Phase-engineered Non-degenerate Sliding Ferroelectricity Enables Tunable Photovoltaics in Monolayer Janus In2S2Se

TL;DR

This paper introduces phase-engineered non-degenerate sliding ferroelectric phases in monolayer Janus In2S2Se, enabling tunable and enhanced photovoltaic effects through reversible phase transitions and polarization control.

Contribution

It demonstrates the synthesis and phase transition mechanisms of non-degenerate sliding ferroelectric phases in Janus In2S2Se, leading to tunable photovoltaic properties.

Findings

WZ' to ZB' transition increases carrier mobility and induces an indirect-to-direct band gap change.

WZ' phase exhibits superior photoelectric efficiency in visible light.

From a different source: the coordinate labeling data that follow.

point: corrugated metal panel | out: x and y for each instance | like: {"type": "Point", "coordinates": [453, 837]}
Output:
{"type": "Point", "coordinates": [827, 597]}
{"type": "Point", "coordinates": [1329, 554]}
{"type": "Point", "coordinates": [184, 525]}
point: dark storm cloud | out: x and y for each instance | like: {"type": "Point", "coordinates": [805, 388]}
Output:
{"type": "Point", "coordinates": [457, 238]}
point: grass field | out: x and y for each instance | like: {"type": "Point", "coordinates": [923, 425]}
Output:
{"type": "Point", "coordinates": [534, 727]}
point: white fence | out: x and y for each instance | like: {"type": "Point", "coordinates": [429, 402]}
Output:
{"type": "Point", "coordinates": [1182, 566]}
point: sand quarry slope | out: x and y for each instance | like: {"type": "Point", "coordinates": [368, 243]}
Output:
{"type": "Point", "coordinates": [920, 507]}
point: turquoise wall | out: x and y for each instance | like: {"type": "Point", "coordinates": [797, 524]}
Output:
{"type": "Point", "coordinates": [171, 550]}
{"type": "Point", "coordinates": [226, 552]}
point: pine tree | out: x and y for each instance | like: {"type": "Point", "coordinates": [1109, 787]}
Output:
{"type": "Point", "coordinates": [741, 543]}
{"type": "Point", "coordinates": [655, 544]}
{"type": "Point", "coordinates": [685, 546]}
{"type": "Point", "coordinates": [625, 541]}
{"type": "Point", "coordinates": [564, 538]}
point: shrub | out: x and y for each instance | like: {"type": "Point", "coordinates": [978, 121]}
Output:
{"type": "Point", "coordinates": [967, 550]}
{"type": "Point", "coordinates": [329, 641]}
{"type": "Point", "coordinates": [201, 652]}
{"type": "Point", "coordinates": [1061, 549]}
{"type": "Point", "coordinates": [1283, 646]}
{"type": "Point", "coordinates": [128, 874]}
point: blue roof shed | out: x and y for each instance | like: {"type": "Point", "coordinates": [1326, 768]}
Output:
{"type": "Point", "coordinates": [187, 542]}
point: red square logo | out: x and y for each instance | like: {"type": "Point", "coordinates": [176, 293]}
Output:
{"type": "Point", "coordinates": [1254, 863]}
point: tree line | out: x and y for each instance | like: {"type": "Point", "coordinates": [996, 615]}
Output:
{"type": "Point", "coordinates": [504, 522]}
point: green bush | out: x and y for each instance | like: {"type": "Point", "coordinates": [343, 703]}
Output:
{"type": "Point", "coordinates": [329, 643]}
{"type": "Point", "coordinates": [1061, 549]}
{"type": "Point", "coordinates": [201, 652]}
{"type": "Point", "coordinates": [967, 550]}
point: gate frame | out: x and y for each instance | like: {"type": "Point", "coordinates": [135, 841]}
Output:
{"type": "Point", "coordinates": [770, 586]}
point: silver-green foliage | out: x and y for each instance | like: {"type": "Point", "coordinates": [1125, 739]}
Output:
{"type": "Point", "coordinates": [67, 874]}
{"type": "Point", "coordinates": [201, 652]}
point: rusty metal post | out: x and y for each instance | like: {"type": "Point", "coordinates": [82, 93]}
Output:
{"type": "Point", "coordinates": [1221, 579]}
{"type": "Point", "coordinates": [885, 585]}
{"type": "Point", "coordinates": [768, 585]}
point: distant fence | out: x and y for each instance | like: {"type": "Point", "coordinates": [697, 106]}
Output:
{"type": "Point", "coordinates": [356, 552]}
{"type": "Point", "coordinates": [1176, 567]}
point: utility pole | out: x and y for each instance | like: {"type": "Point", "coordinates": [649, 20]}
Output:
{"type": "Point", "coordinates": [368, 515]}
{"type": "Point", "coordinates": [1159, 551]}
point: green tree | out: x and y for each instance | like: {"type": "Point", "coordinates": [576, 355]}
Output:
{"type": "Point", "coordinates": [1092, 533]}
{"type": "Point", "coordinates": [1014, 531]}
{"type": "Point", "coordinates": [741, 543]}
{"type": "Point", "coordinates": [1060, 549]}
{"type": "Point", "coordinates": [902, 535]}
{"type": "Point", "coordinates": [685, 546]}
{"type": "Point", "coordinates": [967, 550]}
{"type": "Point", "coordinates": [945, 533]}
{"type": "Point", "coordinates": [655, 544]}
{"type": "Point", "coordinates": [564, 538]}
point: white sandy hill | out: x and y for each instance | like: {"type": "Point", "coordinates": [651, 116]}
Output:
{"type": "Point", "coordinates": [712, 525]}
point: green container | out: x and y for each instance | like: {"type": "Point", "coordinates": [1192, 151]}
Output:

Distinct photovoltaic behaviors are achieved through phase engineering of ferroelectricity.

Abstract

Two-dimensional sliding ferroelectrics, with their enhanced efficiencies of charge separation and tunability, constitute promising platforms for next-generation photovoltaic devices. However, recent systems predominantly exhibit dual degenerate polarization states with weak intensity, hindering the optimal manipulations of photovoltaic effects through sliding ferroelectricity. Here, we address this limitation by introducing two strengthened and distinct non-degenerate sliding ferroelectric phases (WZ' and ZB') in Janus In2S2Se, which can be achieved by Se-to-S substitution in monolayer In2Se3. First-principles calculations validate the experimental synthesis of this structure and its capability for reversible phase transitions triggered by atomic layer sliding, and a series of superior photovoltaic performances are demonstrated in such unique Janus In2S2Se, accompanied by a detailed analysis of how non-degenerate sliding ferroelectricity modulates distinct photovoltaic characteristics. The WZ' to ZB' transition can increase the carrier mobility and moderate the band gap while inducing an indirect-to-direct transition, yielding a marked red-shift and enhancement of the photocurrent peak in the infrared spectrum. Conversely, the WZ' phase, benefiting from enhanced polarization, delivers superior photoelectric conversion efficiency in the visible light region. This work establishes a phase-engineered framework of how non-degenerate sliding ferroelectricity orchestrates distinct photovoltaic behaviors, and the intrinsic physical correlations may offer novel perspectives for designing and regulating innovative photovoltaic devices.